In dieser kleinen Artikelserie passiert wirklich nichts Aufregendes – ein Teilchen fliegt von A nach B. Aber je tiefer man in die Physik einsteigt, desto komplexer wird dieser unglaublich einfache Prozess: In der klassischen Physik fliegt das Teilchen einfach von A nach B, in der Quantenmechanik haben wir plötzlich (in der üblichen Formulierung) Warhscheinlichkeitsverteilungen, die sich zeitlich entwickeln, und wenn wir das Bild des Pfadintegrals verwenden, dann können wir unser Teilchen so beschreiben, als würde es alle denkbaren Wege mit allen denkbaren Geschwindigkeiten gleichzeitig nehmen und am Ende alle diese Wege miteinander interferieren lassen.
Und als ob das noch nicht genug wäre, geht es noch komplizierter, wenn wir berücksichtigen, dass unser Teilchen auch noch mit anderen Teilchen wechselwirken kann.
Moment – wieso wechselwirken? Sollte unser Teilchen nicht einfach durchs Vakuum fliegen (mal abgesehen von den beiden Detektoren)? Ja, sollte es. Aber das Vakuum ist ja auch nicht mehr das, was es mal war, sondern ein nicht ganz unkompliziertes Gebilde. (Und, ja, ich weiß, dass in meiner Vakuum-Serie auch noch mindestens ein Teil aussteht – hat jemand Lust, mir ne Vollzeitanstellung als Blogger zu finanzieren?) Wenn also ein Teilchen durch die Gegend fliegt, dann kann unterwegs alles mögliche passieren (und alle diese Möglichkeiten müssen wir am Ende, wie beim Pfadintegral in der QM, miteinander interferieren lassen).
Machen wir die Sache etwas konkreter und nehmen als Teilchen, das von A nach B fliegt, ein Elektron. Ich betrachte hier zunächst einmal nur die Theorie der Quantenelektrodynamik; unser Elektron darf also nur mit Photonen, den Teilchen des Lichts, wechselwirken.
Im letzten Teil haben wir den Weg des Elektrons von A nach B als Überlagerung über alle denkbaren Wege beschrieben, etwa so:
Zu jedem denkbaren Weg gehört dabei ein Pfeil und am Ende muss man alle diese Pfeile hintereinanderhängen, um die Gesamtwahrscheinlichkeit herauszubekommen, dass das teilchen von A nach B fliegt.
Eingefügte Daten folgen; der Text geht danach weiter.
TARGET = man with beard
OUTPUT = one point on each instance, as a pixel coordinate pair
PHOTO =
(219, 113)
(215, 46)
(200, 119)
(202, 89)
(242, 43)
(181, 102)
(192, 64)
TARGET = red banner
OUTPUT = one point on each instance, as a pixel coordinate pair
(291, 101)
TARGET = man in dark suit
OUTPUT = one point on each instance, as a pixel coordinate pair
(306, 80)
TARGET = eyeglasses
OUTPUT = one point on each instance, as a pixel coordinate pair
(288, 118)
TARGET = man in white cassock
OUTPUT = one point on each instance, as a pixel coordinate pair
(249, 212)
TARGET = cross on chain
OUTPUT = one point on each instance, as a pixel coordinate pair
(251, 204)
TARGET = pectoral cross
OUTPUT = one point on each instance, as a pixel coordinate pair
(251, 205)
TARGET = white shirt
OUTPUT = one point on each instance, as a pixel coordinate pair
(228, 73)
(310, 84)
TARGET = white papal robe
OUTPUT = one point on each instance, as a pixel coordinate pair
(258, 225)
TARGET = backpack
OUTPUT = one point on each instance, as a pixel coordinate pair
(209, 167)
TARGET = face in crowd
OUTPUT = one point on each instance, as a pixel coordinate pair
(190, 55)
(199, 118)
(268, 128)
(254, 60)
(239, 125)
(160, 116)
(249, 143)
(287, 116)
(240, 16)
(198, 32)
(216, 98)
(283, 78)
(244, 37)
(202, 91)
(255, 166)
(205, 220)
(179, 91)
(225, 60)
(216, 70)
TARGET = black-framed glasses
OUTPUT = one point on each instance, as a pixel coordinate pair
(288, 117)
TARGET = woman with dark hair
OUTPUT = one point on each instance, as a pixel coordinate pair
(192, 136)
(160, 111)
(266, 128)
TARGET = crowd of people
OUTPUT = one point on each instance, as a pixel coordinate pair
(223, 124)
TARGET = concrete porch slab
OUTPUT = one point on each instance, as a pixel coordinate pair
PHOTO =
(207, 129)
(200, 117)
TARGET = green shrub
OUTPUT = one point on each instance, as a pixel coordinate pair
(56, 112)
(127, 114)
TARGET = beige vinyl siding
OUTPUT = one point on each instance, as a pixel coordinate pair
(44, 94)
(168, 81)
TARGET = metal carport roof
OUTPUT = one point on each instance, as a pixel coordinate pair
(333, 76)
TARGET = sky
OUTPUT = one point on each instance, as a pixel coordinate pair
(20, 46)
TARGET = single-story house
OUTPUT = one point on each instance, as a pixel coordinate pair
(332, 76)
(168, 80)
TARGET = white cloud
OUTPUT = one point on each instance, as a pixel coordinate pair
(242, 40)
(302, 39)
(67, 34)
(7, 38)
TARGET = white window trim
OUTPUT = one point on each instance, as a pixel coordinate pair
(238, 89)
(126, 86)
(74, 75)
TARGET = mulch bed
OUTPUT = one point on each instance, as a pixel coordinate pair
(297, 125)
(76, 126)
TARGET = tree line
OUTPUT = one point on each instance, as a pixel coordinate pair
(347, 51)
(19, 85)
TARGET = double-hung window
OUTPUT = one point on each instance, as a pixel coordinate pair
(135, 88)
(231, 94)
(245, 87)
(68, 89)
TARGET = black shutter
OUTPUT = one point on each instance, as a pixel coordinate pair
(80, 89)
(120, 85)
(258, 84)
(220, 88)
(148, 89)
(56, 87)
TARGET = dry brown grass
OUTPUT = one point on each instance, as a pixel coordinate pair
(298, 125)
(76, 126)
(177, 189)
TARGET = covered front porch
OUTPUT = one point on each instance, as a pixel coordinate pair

Jetzt aber kommt noch hinzu, dass unser Elektron auf jedem dieser Wege auch noch etwas anderes tun kann, als einfach irgendwo herumzufliegen – es kann zum Beispiel ein Photon aussenden:
Geht das wirklich so? Nein, eigentlich nicht. Betrachten wir wieder den Fall, dass unser Elektron am Anfang einen bestimmten Impuls hat. Damit liegt auch seine Bewegungsenergie fest, denn Impuls ist (bei nicht-relativistischen Geschwindigkeiten) Masse mal Geschwindigkeit und die Bewegungsenergie ist ein-halb mal Masse mal Geschwindigkeit ins Quadrat.Wenn unser Elektron jetzt ein Photon mit einer bestimmten Energie aussendet, dann verringert sich die Energie des Elektrons um diesen Betrag und entsprechend verringert sich auch seine Geschwindigkeit und damit sein Impuls. Damit die Impulserhaltung gelten kann, müsste dieser Impuls jetzt auf das Photon übertragen werden. Dummerweise gibt es aber auch für Photonen eine eindeutige Beziehung zwischen Energie und Impuls – und die Formeln passen nicht so zusammen, dass unser Photon sowohl den fehlenden Impuls als auch die fehlende Energie des Elektrons übernehmen könnte. Ein frei herumfliegendes Elektron kann also kein Photon einfach so aussenden, dann könnten wir am Ende den Impuls von Elektron und Photon und deren Energien messen und eine Verletzung der Impuls- oder Energieerhaltung bekommen.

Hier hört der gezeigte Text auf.